A Letter of Advice to Solo Female Hitchhikers

Dear (self-identifying) women and (aspiring) solo female hitchhikers,

I usually don’t have solid advice as hitchhiking is very different from woman to woman. Heck, I don’t even identify as a woman per se. Above all, I don’t think of myself as someone in the position to give you advice, especially the unsolicited kind.

While traveling – whether that be by hitchhiking or not – you’ll be in situations I have never encountered. Some of my experiences will never happen to you. That’s in spite of our general similar experiences of going through life (being perceived) as women. The advice I’ve given you on “only listening to other female solo travelers/hitchhikers” is more about “not listening to men’s advice”; they’ll either tell you it can’t be done as a woman because it’s too dangerous, or they’ll tell you it’s completely safe because they claim to have had this experience. They don’t have this experience.

Those *two things men advise you – unsolicited or not – translate very roughly into two kinds. One is the “don’t leave your front door, someone will kill you”. The other is “I have no clue what I’m talking about, but go jump from a rooftop, I turned out fine”. Clearly, if you listen to either of these, you’re not gonna have a good time.

The point I’m trying to make is that men don’t and can’t have the experience you’ll get as they don’t know what it’s like to be a woman in a public space. Traveling/hitchhiking is like being in public space permanently. I could elaborate on how public spaces are considered men’s spaces if you’re not familiar, but other people have written on that better than I ever could.

My actual advice?

  1. Develop an instinct for bullshit.
  2. Don’t do things directly because other female solo hitchhikers/travelers are doing it.
  3. Make your own system of what works and what doesn’t by learning from every experience you have on the road.
  4. Simplify things when necessary, learn effective hand gestures to communicate while being culturally sensitive at the same time
  5. Get the hell out at the first signs of trouble, while not doubting your decisions. Your safety goes first and you’ll need to do whatever you think is best.
  6. Never panic, don’t show fear, always be in control.
  7. If you want to do something and you’re seeking advice, think about who you’re asking in the first place. And whatever they say next: take it with a grain of salt; it’s your decision in the end.

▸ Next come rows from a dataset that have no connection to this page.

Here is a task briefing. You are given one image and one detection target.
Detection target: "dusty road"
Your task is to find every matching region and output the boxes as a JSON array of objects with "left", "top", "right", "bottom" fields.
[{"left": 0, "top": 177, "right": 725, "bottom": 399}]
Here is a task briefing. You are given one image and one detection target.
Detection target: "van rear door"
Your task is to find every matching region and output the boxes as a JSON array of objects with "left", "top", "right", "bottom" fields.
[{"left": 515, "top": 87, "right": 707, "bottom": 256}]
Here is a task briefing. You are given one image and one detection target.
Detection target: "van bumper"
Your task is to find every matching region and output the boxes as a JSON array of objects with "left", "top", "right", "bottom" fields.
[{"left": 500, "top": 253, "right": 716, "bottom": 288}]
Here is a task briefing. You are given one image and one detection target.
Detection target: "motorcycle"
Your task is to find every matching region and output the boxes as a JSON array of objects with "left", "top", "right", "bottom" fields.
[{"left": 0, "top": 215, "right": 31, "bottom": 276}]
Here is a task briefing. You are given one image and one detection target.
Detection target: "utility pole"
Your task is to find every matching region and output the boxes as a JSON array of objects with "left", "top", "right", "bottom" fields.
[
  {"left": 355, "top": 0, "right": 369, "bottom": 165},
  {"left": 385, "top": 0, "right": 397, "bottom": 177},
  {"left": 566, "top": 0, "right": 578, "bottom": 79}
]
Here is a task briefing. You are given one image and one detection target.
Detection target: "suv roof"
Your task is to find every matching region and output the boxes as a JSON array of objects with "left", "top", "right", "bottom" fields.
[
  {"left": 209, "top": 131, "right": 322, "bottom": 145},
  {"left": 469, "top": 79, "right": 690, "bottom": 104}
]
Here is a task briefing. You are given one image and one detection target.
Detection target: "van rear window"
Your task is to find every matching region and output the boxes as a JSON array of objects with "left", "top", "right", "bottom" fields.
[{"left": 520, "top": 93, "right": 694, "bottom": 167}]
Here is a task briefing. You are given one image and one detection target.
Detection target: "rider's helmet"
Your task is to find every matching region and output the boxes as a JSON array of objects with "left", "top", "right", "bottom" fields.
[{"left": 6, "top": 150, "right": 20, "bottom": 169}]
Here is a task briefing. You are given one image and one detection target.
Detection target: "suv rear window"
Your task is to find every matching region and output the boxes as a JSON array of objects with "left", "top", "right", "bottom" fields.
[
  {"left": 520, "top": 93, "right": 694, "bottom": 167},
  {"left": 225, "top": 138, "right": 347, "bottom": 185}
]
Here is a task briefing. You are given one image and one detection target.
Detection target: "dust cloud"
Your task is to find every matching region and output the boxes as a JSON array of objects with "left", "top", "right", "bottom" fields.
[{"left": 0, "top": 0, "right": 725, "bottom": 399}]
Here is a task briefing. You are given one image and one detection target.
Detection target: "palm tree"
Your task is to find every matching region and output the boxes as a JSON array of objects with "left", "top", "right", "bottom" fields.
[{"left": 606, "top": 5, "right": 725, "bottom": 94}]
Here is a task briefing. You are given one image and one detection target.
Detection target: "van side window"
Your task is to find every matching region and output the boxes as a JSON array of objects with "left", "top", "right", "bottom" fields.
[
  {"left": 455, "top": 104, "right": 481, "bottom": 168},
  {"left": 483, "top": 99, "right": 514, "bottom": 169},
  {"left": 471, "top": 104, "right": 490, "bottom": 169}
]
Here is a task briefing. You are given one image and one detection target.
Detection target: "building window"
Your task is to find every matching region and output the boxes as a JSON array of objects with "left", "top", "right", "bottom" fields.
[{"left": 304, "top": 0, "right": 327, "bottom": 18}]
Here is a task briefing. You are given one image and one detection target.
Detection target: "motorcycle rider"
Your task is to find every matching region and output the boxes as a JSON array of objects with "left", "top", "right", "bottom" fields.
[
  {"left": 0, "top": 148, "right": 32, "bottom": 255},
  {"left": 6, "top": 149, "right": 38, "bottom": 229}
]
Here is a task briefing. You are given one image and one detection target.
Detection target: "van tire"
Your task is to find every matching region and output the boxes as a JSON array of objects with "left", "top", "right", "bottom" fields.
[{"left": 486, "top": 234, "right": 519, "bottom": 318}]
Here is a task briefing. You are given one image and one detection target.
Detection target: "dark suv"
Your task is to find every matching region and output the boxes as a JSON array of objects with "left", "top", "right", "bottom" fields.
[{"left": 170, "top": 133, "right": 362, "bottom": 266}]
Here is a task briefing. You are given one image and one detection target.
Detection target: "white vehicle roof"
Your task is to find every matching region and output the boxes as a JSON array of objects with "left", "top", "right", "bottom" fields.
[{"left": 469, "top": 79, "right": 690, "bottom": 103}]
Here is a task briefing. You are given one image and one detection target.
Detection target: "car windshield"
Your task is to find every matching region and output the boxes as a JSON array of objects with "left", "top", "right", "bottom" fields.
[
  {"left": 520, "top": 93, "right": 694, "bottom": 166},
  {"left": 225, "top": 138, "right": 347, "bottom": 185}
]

Out there, your mere presence is power – and empowering others to strip away constraints of their own.

Peace, love, and tranquility,

Iris // Mind of a Hitchhiker

* Third option!
Maybe you get lucky and a guy tells you “I don’t think I’m the right person to ask”. This guy deserves a cookie/high-five/adaboy/whatever you think is appropriate. EDITED 2021: no he doesn’t deserve a cookie; he did the bare minimum of basic human decency. The bar for men is so low it’s a tavern in Hades. Ask yourself why you’d ask a dude in the first place.

A little explanation:

I wrote this piece for someone who was seeking safety tips for hitchhiking via my Facebook page. She asked me where it was on my blog. So far there wasn’t anything tackling this or clarifying my position. So I decided to copy-paste my answer to her from Facebook on here. Of course, I added and edited a little.

This blog is not about giving (unsolicited) advice to other travelers/hitchhikers (m/f/o); it’s about sharing my experiences while hitchhiking and inspiring other people from their electronic devices with pretty awesome pictures and badass stories. I would never encourage someone to hitchhike by telling them “it will change your life!! Just do it!!” as I think that’s incredibly irresponsible and plain stupid. If these posts encouraged someone to hitchhike (while solo while female) it was their idea after all. I just showed that it’s not that radical of an idea (yet it somehow still is).

All the Q&A and other “advice” you might find on this blog should be read as a “What worked for me…” sort of thing, not an absolute truth.